La petite musique de Manishevitz glisse ainsi, à son rythme toujours délicat et mesuré, des dégradés de gris à un confortable éventail de teintes instrumentales, certaines n’appartenant à aucun nuancier connu. On songe dès les premières mesures à Cardinal, voire à Pinback, à tous ceux qui, depuis les illustres modèles Kevin Ayers et Syd Barrett, espèrent une greffe possible entre un bourdon et un papillon, trompent leur blues à coups de trompettes, pansent leurs mauvaises pensées à l’aide de rubans dorés.
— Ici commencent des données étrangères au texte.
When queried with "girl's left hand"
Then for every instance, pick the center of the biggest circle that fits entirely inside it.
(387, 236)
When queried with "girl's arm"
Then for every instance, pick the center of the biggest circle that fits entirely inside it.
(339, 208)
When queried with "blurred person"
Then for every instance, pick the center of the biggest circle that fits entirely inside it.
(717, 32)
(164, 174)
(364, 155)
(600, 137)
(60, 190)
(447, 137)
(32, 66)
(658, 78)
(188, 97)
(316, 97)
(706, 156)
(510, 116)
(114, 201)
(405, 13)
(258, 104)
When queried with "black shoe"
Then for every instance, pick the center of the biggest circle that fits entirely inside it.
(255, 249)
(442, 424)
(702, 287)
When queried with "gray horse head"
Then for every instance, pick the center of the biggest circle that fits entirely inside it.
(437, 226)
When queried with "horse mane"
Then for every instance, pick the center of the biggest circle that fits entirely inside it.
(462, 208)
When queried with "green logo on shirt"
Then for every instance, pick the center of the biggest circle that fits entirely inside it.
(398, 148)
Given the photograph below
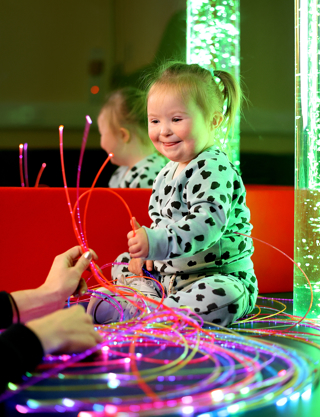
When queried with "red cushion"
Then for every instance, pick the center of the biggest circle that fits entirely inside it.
(36, 226)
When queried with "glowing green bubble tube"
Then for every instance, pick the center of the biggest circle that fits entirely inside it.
(213, 41)
(307, 173)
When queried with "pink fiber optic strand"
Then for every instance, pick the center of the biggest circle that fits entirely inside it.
(25, 163)
(21, 164)
(39, 174)
(83, 146)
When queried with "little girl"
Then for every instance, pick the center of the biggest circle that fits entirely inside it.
(198, 203)
(123, 128)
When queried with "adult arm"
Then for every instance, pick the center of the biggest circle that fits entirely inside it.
(64, 279)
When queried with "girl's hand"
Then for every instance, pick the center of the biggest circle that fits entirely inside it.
(70, 330)
(135, 266)
(138, 244)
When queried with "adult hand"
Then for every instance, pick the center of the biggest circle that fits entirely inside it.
(138, 244)
(136, 264)
(64, 278)
(69, 330)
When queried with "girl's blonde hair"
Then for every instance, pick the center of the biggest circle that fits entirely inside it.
(197, 83)
(127, 108)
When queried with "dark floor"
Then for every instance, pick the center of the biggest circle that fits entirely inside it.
(302, 407)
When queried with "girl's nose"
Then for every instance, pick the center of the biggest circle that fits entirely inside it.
(165, 131)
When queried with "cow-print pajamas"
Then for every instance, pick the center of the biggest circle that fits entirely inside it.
(198, 257)
(140, 175)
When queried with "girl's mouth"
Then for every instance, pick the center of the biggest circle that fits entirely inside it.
(170, 144)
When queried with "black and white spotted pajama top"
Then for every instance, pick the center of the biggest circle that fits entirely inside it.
(195, 219)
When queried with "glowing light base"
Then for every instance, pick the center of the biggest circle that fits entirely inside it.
(307, 181)
(213, 41)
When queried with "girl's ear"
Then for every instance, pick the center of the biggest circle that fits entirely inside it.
(217, 119)
(125, 135)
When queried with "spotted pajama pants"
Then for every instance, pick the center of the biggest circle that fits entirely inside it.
(220, 299)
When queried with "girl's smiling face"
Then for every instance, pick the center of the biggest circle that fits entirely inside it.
(177, 129)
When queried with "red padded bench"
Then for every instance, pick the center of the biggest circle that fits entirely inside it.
(35, 226)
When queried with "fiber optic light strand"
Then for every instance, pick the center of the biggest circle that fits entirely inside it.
(21, 164)
(39, 174)
(307, 279)
(83, 146)
(25, 163)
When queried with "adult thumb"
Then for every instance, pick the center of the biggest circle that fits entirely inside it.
(134, 224)
(84, 262)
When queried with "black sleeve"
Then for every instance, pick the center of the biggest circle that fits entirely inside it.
(20, 349)
(5, 310)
Alternant les guitares spartiates héritées des tablatures pointilleuses de John Fahey (Some men) avec une fanfare de cordes et de cuivres dissipés (Reprise), Manishevitz invente une musique de chambre toute chamboulée, un long tourbillon dérapant parfois dans une cacophonie à peine maîtrisée. Les rebondissements rythmiques de Oh Lilly, par exemple, prouvent à quel point Busch n’a pas cherché une seconde à laisser sa musique en paix, combien il l’a soumise aux humeurs et aux ivresses de ses hommes de main (recrutés dans les contre-allées sombres de la bouillante scène alternative de Chicago), pinaillant moins sur les détails que sur l’allure générale de son album. Et Rollover, œuvre à tiroirs dont certains ne se fracturent qu’au bout d’une dizaine d’écoutes, s’aborde avec la même patience que ces disques en pelote que l’on déroule au fil des années, ces Song cycle (Van Dyke Parks, l’un des inspirateurs reconnus de Busch) ou Oar (Alexander Spence), sans qu’on ne songe jamais à en voir le bout.
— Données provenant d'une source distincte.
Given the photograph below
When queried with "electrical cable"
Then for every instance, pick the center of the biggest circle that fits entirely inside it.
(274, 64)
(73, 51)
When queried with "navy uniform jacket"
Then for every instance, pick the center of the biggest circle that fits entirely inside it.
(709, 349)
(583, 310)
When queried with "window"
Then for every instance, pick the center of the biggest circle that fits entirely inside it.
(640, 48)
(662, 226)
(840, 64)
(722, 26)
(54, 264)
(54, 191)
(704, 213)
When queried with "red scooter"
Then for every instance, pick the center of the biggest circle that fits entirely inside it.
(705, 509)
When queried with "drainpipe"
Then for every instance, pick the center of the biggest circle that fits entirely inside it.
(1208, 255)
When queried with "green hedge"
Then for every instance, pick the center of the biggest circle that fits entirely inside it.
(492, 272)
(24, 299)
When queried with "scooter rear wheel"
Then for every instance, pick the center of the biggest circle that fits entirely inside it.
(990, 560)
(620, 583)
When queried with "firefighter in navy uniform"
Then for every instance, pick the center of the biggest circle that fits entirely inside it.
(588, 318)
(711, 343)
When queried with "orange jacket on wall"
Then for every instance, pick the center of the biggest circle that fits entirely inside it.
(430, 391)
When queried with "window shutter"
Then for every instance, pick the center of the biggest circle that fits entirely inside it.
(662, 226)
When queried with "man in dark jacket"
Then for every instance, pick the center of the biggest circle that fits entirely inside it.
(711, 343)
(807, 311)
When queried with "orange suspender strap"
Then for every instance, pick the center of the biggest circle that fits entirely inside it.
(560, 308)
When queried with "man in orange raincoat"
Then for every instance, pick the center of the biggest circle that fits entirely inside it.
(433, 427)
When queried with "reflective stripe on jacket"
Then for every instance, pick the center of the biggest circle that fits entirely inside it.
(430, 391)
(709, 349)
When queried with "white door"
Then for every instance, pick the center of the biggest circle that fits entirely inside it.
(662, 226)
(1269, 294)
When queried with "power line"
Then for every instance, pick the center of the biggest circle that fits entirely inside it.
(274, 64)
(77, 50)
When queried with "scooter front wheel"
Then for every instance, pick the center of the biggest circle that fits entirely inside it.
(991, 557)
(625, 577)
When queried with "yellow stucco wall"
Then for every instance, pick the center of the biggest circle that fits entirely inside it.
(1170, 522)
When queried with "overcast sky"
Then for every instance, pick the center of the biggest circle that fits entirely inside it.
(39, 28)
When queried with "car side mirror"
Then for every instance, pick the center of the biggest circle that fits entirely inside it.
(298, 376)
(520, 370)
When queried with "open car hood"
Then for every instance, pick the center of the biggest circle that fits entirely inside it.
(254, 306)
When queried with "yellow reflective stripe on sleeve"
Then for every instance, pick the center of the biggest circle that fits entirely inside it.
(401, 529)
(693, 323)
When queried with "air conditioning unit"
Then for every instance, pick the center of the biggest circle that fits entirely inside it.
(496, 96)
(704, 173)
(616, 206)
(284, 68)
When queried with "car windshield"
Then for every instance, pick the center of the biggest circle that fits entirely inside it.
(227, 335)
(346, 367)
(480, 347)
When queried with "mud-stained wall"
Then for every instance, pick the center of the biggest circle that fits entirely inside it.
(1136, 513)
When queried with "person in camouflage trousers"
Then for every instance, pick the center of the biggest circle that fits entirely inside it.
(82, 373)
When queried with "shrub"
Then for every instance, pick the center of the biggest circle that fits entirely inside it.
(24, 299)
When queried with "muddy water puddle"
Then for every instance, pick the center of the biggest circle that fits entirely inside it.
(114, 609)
Heureusement, une simple fréquentation distraite procure aussi des plaisirs immédiats (malgré son tempérament ombrageux, Busch est quand même un mélodiste surdoué) qui combleront les amateurs de gourmandises pop. Sans attendre les résultats du dépouillement en Floride, on proclame Adam Busch président des Etats-Unis de notre Amérique perso pour au moins les quatre années qui viennent.